Пришли иные времена, и статус русской литературы вообще стал таять на глазах удрученных писателей – вместе с исчезающим читателем, превращающимся в призрак-себя-былого. Претензии к постепенно беднеющей словесности, сидящей на пороге большой капиталистической дороги со своим узелком, где в платок завернута рукопись, складывались в популярную формулу: если ты такой умный, то почему такой бедный?..
Но дело даже не в статусе, не в потере материального, а не только духовного статуса и благосостояния.
Дело в наследниках.
Наследники вообще засомневались в ее жизнеспособности.Тем не менее в 90-е и начале 2000-х литература не умирала, – а ведь ее сумерки (и даже дыхание Чейн-Стокса) констатировали ею рожденные дети, а также пасынки и падчерицы, – но переживала кризис – по всем, как говорится, статьям. Особым испытанием для литературы стало перемещение ее на открытое пространство, всеми ветрами продуваемое, – на площадь. Сначала – публицистически-митинговую. Потом – рыночную.

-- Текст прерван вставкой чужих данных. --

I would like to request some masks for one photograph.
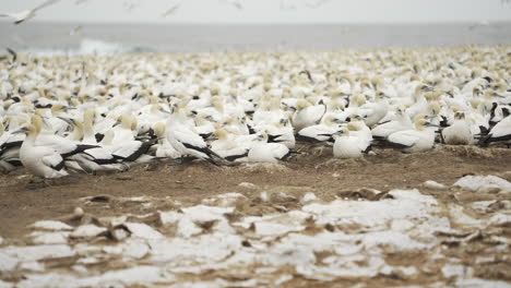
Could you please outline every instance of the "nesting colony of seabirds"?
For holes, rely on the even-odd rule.
[[[277,163],[296,142],[371,148],[511,143],[507,46],[332,52],[7,53],[0,167],[44,179],[148,161]],[[378,151],[376,151],[378,152]],[[377,156],[376,156],[377,157]]]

Государство ушло. А что литература, отчасти привыкшая к внешнему государственному управлению? Вот та ее увесистая часть, которая «отчасти», и отвалилась. А сама литература, раздробившись на различные подобразования и сублитературы, утратила свою цельность.
В новой ситуации старое наследство было поделено следующим образом.
Изощренно разнообразные, тщательно разработанные, сложно организованные возможности поэтики, языка и стиля унаследовала так называемая высокая словесность.
И все размежевания и разделения в высокой словесности на самом деле шли столь ожесточенно потому, что это были эстетические ссоры (споры) родственников.
А жанры, которые можно было руками потрогать – мелодрама, детектив, триллер, фантастика во всех ее изводах и т. д. – унаследовала литература массовая.
Определенная герметичность и даже аутизм, высокой литературе свойственные качества, которые она даже и культивировала, в конечном счете сыграли с ней злую шутку. Ну ты действительно хочешь быть самой сложной и самой непонятной? Будь ею, – сказала литературная фея. Сказано – сделано; а глупый читатель переместился в зону жанровой словесности, охотно предоставившей ему литературное убежище.Читательская волна интереса, нахлынувшая на серьезную литературу вместе с «гласностью» и достигшая параметров необычайных, измерявшаяся миллионами подписчиков толстых литературных журналов, отхлынула в сторону массовой литературы. Условно говоря, читатель сменил «Новый мир» на «Караван историй», а журнал «Семь дней» безоговорочно победил в области семейного чтения (и, что главное, еженедельного расписания жизни).
Что делает литература в отсутствие читателя?
Или становится совсем уже лабораторной, представляя собою литературу для писателей и удовлетворяя амбиции через акцентирование специфических качеств, отделяющих ее от других (то есть тех же аутизма и герметичности), или…
Или начинает все более активно осваивать (и даже захватывать) области прилежащие, но не поднадзорные. Это произошло с non-fiction, во всем разнообразии ее проявлений. Non-fiction не только не противостоит серьезной литературе, но и срабатывается, сливается с нею, – о чем свидетельствуют успех любимой книжной выставки/ярмарки, а также скромный, но все же вклад «Знамени» – см. специальный номер (№ 11, 2005) нашего журнала.